Algunos vecinos inculparon a los vendedores de Rappi y de Uber Eats que se parqueaban en el Parque del Sirirí a esperar la llamada que les diera el empleo del domicilio; ellos dijeron que no les convenía tener el parque sucio; otros vecinos le echaron la culpa a los marihuaneros, como siempre; las señoras de la iglesia inculparon a los enamorados que pasaban la tarde comiéndose a besos debajo de los árboles, pobrecitos ellos, los desplazados, sin moteles abiertos, qué pecadito. Todos tiramos basura, incluso la de la mierda de nuestros perros. Todos somos responsables. La pregunta es quién expulga la basura de los tarros y despanzurra las bolsas plásticas.

–Un animal.

–En Canadá, los osos son los que vacían los basureros. Y hasta se meten a las casas en busca comida.

–Pobrecitos. Es la hambruna por el cambio climático.

— Pero en Colombia no hay osos.

— Sí, tenemos el oso de antojos.

— Quería decir que por aquí, en los Farallones, no hay. En el país ya casi no quedan.
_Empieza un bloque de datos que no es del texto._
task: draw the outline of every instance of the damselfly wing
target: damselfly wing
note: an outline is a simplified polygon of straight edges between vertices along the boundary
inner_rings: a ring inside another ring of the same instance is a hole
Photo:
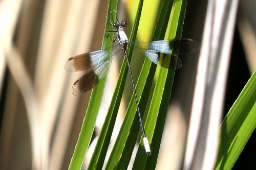
[[[130,42],[128,46],[138,50],[152,62],[161,67],[168,68],[180,68],[182,65],[179,55],[195,53],[199,50],[198,43],[191,39],[178,39],[155,41]],[[86,74],[78,79],[72,87],[72,93],[75,95],[91,90],[94,83],[96,75],[98,79],[103,78],[107,74],[111,60],[117,53],[116,48],[122,49],[119,44],[116,44],[114,54],[110,54],[105,50],[80,54],[69,58],[65,64],[68,71],[86,71]],[[170,58],[169,62],[160,61],[161,54],[167,54],[163,57]],[[108,57],[111,55],[110,59]],[[177,60],[177,62],[176,62]]]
— Mi abuelo contaba que los indios cazaban los osos con trampas y que los mataban con lanzas para tomar su sangre. Porque la sangre de oso lo vuelve a uno más fuerte, decía. Usaban la manteca de oso para ponérsela a los niños en el ombligo para que nunca se herniaran.
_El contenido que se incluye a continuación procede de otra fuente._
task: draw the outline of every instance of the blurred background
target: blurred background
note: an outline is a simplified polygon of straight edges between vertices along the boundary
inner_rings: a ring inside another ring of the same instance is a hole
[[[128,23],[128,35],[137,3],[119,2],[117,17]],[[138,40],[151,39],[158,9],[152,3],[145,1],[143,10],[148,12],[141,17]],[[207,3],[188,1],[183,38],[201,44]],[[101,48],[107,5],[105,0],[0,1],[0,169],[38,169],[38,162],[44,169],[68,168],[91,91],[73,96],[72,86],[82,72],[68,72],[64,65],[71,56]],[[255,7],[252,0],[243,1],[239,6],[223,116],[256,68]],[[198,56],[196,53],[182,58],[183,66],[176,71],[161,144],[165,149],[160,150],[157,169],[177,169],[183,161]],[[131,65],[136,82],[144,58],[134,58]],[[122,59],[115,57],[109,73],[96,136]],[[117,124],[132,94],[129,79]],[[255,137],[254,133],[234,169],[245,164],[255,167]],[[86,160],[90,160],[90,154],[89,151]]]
— No creo que sea un oso. El animal que sea, pobrecito, debe tener mucha hambre.

— Qué peligro. Además qué feo queda el parque con tanta basura.

Otros vecinos concluyeron que el problema no eran los animales sino la inoperancia de la empresa de aseo. Casi no vienen y cuando vienen no recogen toda la basura. Propusieron instalar más canecas y más grandes en el parque. Un vecino, al que recuerdo con una subametralladora en la mano la noche del pánico del paro del 21 de noviembre del año pasado, propuso ponerle veneno y comida de señuelo en las cajas de icopor. Yo no dije nada respecto a la última propuesta para evitar problemas con los vecinos. Así me educaron, respetuoso de la opinión ajena. Pero me preocupó la vida del animal.
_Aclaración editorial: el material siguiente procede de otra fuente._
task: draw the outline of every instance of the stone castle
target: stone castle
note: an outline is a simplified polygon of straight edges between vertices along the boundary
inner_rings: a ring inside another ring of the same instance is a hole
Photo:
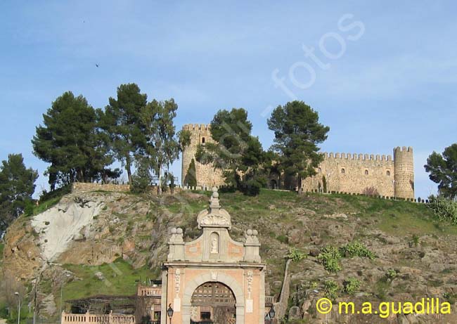
[[[195,159],[199,144],[214,142],[210,125],[188,124],[184,130],[191,131],[191,144],[183,152],[182,185],[187,186],[186,175],[195,163],[197,186],[211,188],[224,184],[220,170],[211,164],[202,164]],[[328,153],[317,169],[317,174],[302,183],[304,191],[340,192],[347,193],[377,193],[384,197],[414,198],[414,164],[413,148],[397,147],[392,155]],[[294,189],[296,179],[272,171],[269,177],[272,189]]]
Dado que el animal estaba cebado; que todas las noches estaba viniendo a desparramar los tarros de basura, decidí puestiarlo (así decía mi abuelo). Me preparé para una noche de guardia. Supuse que tendría que esperar hasta las tres o cuatro de la madrugada, que son las horas más tranquilas. No fue necesario. Cerca de las once de la noche, cuando ya no quedaba ni siquiera un marihuanero en el parque, lo vi llegar. Salió del lado del río, del lado más oscuro, del lado del guadual de los viciosos: flaco, lento y sucio, caminaba en dos patas, casi encorvado, de un metro cincuenta de altura. Va directo a un tarro de basura y escarba sacando pequeñas bolsas plásticas,

 negras y blancas, que contienen mierda de perro. Nada. Luego se dirige a otro tarro instalado en el poste. Entonces, bajo una luminaria led de luz blanca, lo vi negro y con rastas.

Despanzurró una bolsa de basura y halló una caja de pizza vacía. Nada. Luego empezó a escarbar como gallina: volaban botellas plásticas, chuspas con caca de perro, canecas metálicas de cerveza, una caja de vino. Nada para echarle a la muela. Miró hacia los lados y fue hacia otro tarro. Después de escarbar, despanzurrar y tirar, bingo: una caja de icopor con comida. Por la manera como lo cogía, supuse que comía un pernil de pollo. Tiró el hueso y siguió escarbando. Encontró otra caja. Se sentó en el pasto, en el mismo sitio donde había estado la pareja de enamorados comiéndose a besos; él comía con las manos.

Pensé en el vecino de la subametralladora, el que quiere envenenar al animal. Pensé en espantarlo. Tenía hambre, mucha hambre.